With AQUAMIS, we provide a robust, easy to deploy pipeline for the routine primary analysis of whole genome bacterial isolate sequences. The pipeline is designed to be very easy to use, both in execution, as well as in the result interpretation. Importantly, while the tool execution requires no prior knowledge on the samples to be analyzed, the results include meaningful, species-specific recommendations guiding the quality assessment of each sample.

By defining species-specific cut-off values for each parameter in accordance with the ISO recommendations, users can automate the sample acceptance or rejection process. This provides a great opportunity for standardization and harmonization and ensures that generated WGS data consistently provide sufficient quality for downstream analysis. This is especially useful for laboratories with high sample throughput, where an individual sample check is not feasible. Nevertheless, a more in-depth, manual and individualized evaluation, especially of rejected samples, is recommended to avoid unnecessary and expensive redundant sequencing. Especially for rare strains, novel strains, hybrid strains or strains with high plasmid content, the standard cut-off may be too conservative.

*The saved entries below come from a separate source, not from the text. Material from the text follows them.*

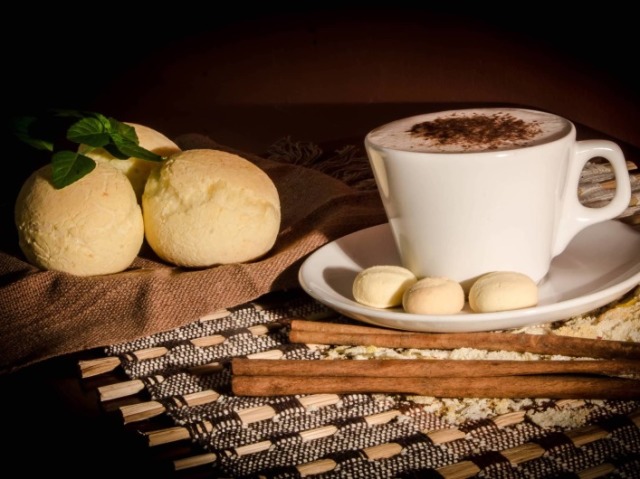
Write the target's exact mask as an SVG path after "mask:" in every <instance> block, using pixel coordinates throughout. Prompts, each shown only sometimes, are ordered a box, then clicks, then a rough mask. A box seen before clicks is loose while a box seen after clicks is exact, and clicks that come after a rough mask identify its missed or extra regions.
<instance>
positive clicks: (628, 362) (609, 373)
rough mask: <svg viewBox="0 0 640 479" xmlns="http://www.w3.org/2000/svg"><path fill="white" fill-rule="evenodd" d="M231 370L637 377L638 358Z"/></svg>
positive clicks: (357, 365)
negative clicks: (572, 375)
mask: <svg viewBox="0 0 640 479" xmlns="http://www.w3.org/2000/svg"><path fill="white" fill-rule="evenodd" d="M231 372H232V374H233V375H236V376H289V377H306V376H330V377H354V376H360V377H378V378H383V377H384V378H400V377H403V378H427V377H429V378H442V377H459V378H464V377H487V376H493V377H498V376H530V375H540V374H595V375H600V376H637V377H638V378H640V361H632V360H622V359H620V360H607V359H603V360H590V359H586V360H573V361H553V360H540V361H536V360H533V361H520V360H484V359H468V360H463V359H461V360H458V359H415V360H410V359H368V360H351V359H346V360H341V359H336V360H309V359H287V360H282V359H280V360H272V359H246V358H233V359H232V361H231Z"/></svg>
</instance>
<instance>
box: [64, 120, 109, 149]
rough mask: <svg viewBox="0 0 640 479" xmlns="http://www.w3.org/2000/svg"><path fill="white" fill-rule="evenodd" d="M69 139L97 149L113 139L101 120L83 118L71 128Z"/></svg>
mask: <svg viewBox="0 0 640 479" xmlns="http://www.w3.org/2000/svg"><path fill="white" fill-rule="evenodd" d="M67 139H68V140H69V141H73V142H75V143H84V144H85V145H89V146H93V147H94V148H97V147H101V146H105V145H107V144H109V141H110V140H111V137H110V135H109V132H108V131H106V128H105V125H104V123H103V122H102V121H100V119H98V118H83V119H82V120H78V121H77V122H75V123H74V124H73V125H71V126H70V127H69V130H68V131H67Z"/></svg>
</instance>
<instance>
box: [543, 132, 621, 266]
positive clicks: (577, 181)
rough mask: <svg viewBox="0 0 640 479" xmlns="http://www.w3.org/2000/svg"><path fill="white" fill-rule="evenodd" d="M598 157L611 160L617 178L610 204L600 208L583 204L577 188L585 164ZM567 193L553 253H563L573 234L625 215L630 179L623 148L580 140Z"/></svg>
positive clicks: (568, 172) (616, 145)
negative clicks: (614, 191)
mask: <svg viewBox="0 0 640 479" xmlns="http://www.w3.org/2000/svg"><path fill="white" fill-rule="evenodd" d="M596 157H602V158H604V159H606V160H608V161H609V163H611V166H612V167H613V173H614V176H615V180H616V191H615V194H614V196H613V199H612V200H611V201H610V202H609V203H608V204H607V205H605V206H602V207H600V208H588V207H586V206H584V205H583V204H582V203H580V199H579V197H578V195H577V191H578V185H579V182H580V174H581V173H582V170H583V169H584V166H585V165H586V163H587V162H588V161H589V160H590V159H592V158H596ZM564 195H565V199H564V202H563V203H564V206H563V211H562V215H561V217H560V223H559V225H558V230H557V234H556V240H555V245H554V249H553V256H556V255H558V254H560V253H562V252H563V251H564V249H565V248H566V247H567V245H568V244H569V242H570V241H571V240H572V239H573V237H574V236H575V235H577V234H578V233H579V232H580V231H581V230H583V229H584V228H586V227H587V226H589V225H592V224H595V223H600V222H602V221H606V220H610V219H613V218H615V217H616V216H618V215H620V214H622V212H623V211H624V210H625V209H626V208H627V207H628V206H629V202H630V201H631V181H630V179H629V170H628V169H627V164H626V160H625V158H624V154H623V153H622V150H621V149H620V147H619V146H618V145H617V144H616V143H614V142H612V141H608V140H583V141H577V142H576V144H575V150H574V153H573V161H572V162H571V166H570V167H569V172H568V178H567V189H566V190H565V192H564Z"/></svg>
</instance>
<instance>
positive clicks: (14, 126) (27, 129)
mask: <svg viewBox="0 0 640 479" xmlns="http://www.w3.org/2000/svg"><path fill="white" fill-rule="evenodd" d="M36 120H37V119H36V118H35V117H32V116H22V117H18V118H14V119H13V121H12V124H11V128H12V130H13V134H14V135H15V136H16V137H17V138H18V139H19V140H20V141H22V142H23V143H26V144H27V145H29V146H32V147H33V148H36V149H38V150H45V151H53V142H51V141H48V140H43V139H40V138H34V137H33V136H32V135H31V127H32V126H33V125H34V123H35V122H36Z"/></svg>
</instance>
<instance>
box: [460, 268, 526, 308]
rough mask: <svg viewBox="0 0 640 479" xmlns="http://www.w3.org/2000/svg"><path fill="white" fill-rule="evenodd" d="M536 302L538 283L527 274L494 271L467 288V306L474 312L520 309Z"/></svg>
mask: <svg viewBox="0 0 640 479" xmlns="http://www.w3.org/2000/svg"><path fill="white" fill-rule="evenodd" d="M537 304H538V285H537V284H536V283H535V282H534V281H533V280H532V279H531V278H530V277H529V276H527V275H525V274H522V273H517V272H513V271H494V272H492V273H487V274H485V275H483V276H481V277H480V278H478V279H477V280H476V281H475V282H474V283H473V285H472V286H471V289H470V290H469V306H470V307H471V309H472V310H473V311H475V312H476V313H493V312H497V311H510V310H512V309H522V308H528V307H531V306H535V305H537Z"/></svg>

A novel approach implemented by AQUAMIS is the contig-based taxonomic classification. This strategy allows a more accurate determination of the species, unbiased by the presence of high-copy-number plasmids and thus provides the basis for a better estimation of actual contaminations. For contamination detection, we implemented the ConFindr tool, for which we designed a new cgMLST scheme in order to extend its usability towards the genus Campylobacter. We also performed an independent benchmarking of the overall performance of the novel cgMLST functionality of ConFindr. Our results clearly show that the novel cgMLST-based approach is preferable to the classic rMLST-based approach for all tested genera. The final results generated by AQUAMIS are presented in a user-friendly, configurable and interactive R Markdown report for on-site QC, as well as highly structured, computer readable JSON reports, which ensure interoperability for subsequent data sharing. Through the use of Snakemake and additional wrappers to catch business logic errors, the pipeline is extremely failsafe and will resume automatically where failures of individual modules, samples or manual interaction have disrupted the workflow. At the same time, it is highly configurable via both command line options and config-files, exposing most major parameters of the underlying tools.

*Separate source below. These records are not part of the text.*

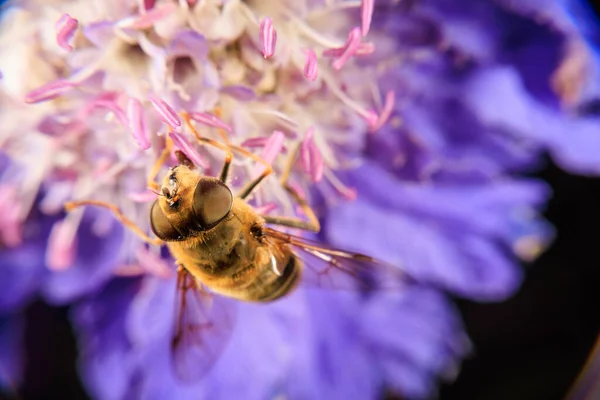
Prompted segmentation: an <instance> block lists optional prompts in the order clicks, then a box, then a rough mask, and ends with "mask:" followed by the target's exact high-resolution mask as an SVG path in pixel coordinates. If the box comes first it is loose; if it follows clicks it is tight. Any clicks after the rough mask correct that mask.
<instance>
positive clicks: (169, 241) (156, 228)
mask: <svg viewBox="0 0 600 400" xmlns="http://www.w3.org/2000/svg"><path fill="white" fill-rule="evenodd" d="M150 227H151V228H152V232H154V234H155V235H156V236H157V237H158V238H159V239H162V240H164V241H165V242H172V241H175V240H181V239H182V238H181V233H179V232H178V231H177V229H175V227H173V225H172V224H171V222H170V221H169V219H168V218H167V216H166V215H165V214H164V213H163V211H162V209H161V208H160V205H159V204H158V200H156V201H155V202H154V204H152V208H151V209H150Z"/></svg>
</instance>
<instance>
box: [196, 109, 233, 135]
mask: <svg viewBox="0 0 600 400" xmlns="http://www.w3.org/2000/svg"><path fill="white" fill-rule="evenodd" d="M190 118H191V119H193V120H194V121H196V122H200V123H201V124H204V125H207V126H212V127H214V128H220V129H224V130H226V131H227V132H228V133H231V132H232V131H233V128H231V125H229V124H227V123H225V122H224V121H222V120H221V119H219V118H218V117H217V116H216V115H213V114H211V113H206V112H192V113H190Z"/></svg>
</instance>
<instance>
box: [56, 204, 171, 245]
mask: <svg viewBox="0 0 600 400" xmlns="http://www.w3.org/2000/svg"><path fill="white" fill-rule="evenodd" d="M83 206H97V207H102V208H106V209H108V210H110V211H111V212H112V213H113V215H114V216H115V218H116V219H117V220H118V221H119V222H121V223H122V224H123V225H125V226H126V227H127V228H129V229H130V230H131V231H132V232H133V233H135V234H136V235H137V236H138V237H139V238H140V239H142V240H143V241H144V242H146V243H150V244H153V245H156V246H160V245H161V244H163V243H164V242H163V241H162V240H160V239H158V238H151V237H150V236H148V235H147V234H146V233H145V232H144V231H143V230H142V229H141V228H140V227H139V226H137V225H136V224H135V223H134V222H133V221H132V220H130V219H129V218H127V217H126V216H125V215H124V214H123V212H122V211H121V210H120V209H119V207H117V206H116V205H114V204H110V203H107V202H104V201H98V200H79V201H69V202H67V203H65V210H66V211H67V212H70V211H73V210H74V209H75V208H78V207H83Z"/></svg>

AQUAMIS is available as open source code from https://gitlab.com/bfr_bioinformatics/AQUAMIS, accessed on 26 April 2021 and installable via Docker and Bioconda. Through its open design, it is available to anyone for on-site installation, circumventing data privacy problems and restricted access and availability of exclusively cloud based approaches. As the pipeline is based on Snakemake, it is also possible to run AQUAMIS in cluster and cloud environments (untested to date).

In this study, we furthermore present a comprehensive analysis of typical assembly and QC based parameters for different microbial genera. Together with other similar studies, our data collection and subsequent analyses contribute to the ongoing discussion on standardization of sequencing data in a One Health context to ensure compatibility between data from different sources and sectors.